Wisdom Teeth

Wisdom teeth are the third and final set of molars that emerge, usually during your late teens to early twenties. For some people the wisdom teeth emerge through the gums and have enough room to grow in naturally. For others, wisdom teeth often cause problems as they are trying to protrude through the gums. When a wisdom tooth is impacted the tooth is coming in at an angle and not straight through the gum line. This can cause pain, the tooth can come in unevenly, or the tooth may only emerge partially. 

Impacted wisdom teeth can cause structural damage to the jaw and other teeth. They can also provide a place for bacteria to gather since they are hard to reach and clean. These potential problems make it necessary to remove impacted wisdom teeth so that larger problems do not arise. Routine x-rays during a dental exam can reveal if you will need to have your wisdom teeth removed.

 

Extraction Site Preservation

When removing a tooth it is important to consider what will be done with the empty space after that tooth is removed. Wisdom teeth are in the back of the mouth, so that site will heal on its own with no complications. If it is necessary to remove another tooth, plans must be made. If a tooth is removed and nothing is done with the extraction site, the jaw bone will degenerate and change shape during healing and can cause your teeth to shift. This can create problems in your bite and affect your ability to speak and chew. 

If you want to fill the space with a dental implant, a sturdy jaw bone is necessary to install the implant. If you opt for a dental bridge, the bridge must be molded and placed before the teeth shift. 

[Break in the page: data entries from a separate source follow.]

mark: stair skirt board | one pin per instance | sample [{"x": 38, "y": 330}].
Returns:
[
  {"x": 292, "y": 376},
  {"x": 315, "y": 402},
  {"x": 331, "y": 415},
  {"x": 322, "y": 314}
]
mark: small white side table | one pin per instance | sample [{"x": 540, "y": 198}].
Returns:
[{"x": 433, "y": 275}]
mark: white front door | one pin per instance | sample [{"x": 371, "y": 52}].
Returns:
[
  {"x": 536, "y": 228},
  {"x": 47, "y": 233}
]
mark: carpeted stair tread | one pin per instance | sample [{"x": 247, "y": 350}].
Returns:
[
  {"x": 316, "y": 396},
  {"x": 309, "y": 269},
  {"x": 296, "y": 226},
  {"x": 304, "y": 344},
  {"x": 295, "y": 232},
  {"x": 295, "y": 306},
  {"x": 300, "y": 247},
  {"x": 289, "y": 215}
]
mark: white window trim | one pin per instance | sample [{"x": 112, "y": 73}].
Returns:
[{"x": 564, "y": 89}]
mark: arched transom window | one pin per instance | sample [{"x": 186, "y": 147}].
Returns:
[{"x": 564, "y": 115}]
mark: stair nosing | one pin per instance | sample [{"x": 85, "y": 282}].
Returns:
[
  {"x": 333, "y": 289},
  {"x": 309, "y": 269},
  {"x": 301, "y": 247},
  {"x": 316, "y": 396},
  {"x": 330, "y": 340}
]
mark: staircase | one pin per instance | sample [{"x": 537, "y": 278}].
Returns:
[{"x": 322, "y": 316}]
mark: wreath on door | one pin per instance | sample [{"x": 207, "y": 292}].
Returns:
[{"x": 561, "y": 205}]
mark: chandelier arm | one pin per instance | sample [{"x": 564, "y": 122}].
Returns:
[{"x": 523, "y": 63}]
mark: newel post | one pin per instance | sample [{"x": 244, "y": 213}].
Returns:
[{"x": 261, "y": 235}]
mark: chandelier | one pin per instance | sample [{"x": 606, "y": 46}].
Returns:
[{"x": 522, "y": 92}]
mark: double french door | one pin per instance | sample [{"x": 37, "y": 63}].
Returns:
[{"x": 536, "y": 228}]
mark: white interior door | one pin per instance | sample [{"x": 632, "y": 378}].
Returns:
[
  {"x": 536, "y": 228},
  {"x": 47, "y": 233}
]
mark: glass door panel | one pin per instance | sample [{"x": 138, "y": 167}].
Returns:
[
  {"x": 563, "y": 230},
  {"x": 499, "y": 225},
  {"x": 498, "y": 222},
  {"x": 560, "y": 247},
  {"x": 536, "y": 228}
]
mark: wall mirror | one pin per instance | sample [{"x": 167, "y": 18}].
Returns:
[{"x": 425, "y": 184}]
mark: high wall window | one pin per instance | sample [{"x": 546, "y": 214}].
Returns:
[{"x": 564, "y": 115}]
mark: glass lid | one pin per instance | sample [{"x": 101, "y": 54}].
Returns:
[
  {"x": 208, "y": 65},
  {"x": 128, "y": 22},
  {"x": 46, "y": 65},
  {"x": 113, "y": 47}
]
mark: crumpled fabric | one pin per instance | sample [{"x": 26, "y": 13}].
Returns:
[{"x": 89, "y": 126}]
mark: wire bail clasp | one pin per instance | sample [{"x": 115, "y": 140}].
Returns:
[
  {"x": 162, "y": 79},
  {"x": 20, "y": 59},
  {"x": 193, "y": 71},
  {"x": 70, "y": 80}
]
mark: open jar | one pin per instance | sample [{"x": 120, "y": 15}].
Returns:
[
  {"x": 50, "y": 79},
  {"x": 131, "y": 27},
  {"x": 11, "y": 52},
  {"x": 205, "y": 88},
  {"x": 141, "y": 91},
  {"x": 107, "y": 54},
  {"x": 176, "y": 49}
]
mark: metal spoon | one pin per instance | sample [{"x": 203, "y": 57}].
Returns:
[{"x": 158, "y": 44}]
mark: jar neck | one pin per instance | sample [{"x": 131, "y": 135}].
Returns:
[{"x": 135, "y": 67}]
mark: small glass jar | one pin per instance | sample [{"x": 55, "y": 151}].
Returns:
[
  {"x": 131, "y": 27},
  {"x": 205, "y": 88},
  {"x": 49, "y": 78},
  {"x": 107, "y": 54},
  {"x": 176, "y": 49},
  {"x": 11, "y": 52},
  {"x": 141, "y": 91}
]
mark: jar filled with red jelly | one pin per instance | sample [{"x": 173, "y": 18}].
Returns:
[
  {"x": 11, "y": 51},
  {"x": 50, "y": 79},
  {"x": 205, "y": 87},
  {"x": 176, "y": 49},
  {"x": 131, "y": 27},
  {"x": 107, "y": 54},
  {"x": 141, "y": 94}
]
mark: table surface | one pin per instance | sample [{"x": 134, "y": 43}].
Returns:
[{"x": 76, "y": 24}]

Your dentist is always open to a conversation on what you would like to do with your extraction site before removing a tooth. They will be able to make a recommendation and layout a treatment plan. Make sure to schedule follow up appointments to properly care for your extraction site.

 

Bone Grafting

Bone grafting is where the jawbone is built up to accommodate a dental implant or other restorative device. Bone grafting is a common procedure that is used frequently for dental implants and other periodontal procedures. The bone used to graph is taken from a sample from the patient. Many times, thebone is taken from another area of the mouth when drilling takes place. The bone fragments are suctioned from the mouth and used for the graft. Cadavers bone fragments are also used. They are harvested by bone banks and are a very safe source for bone donation.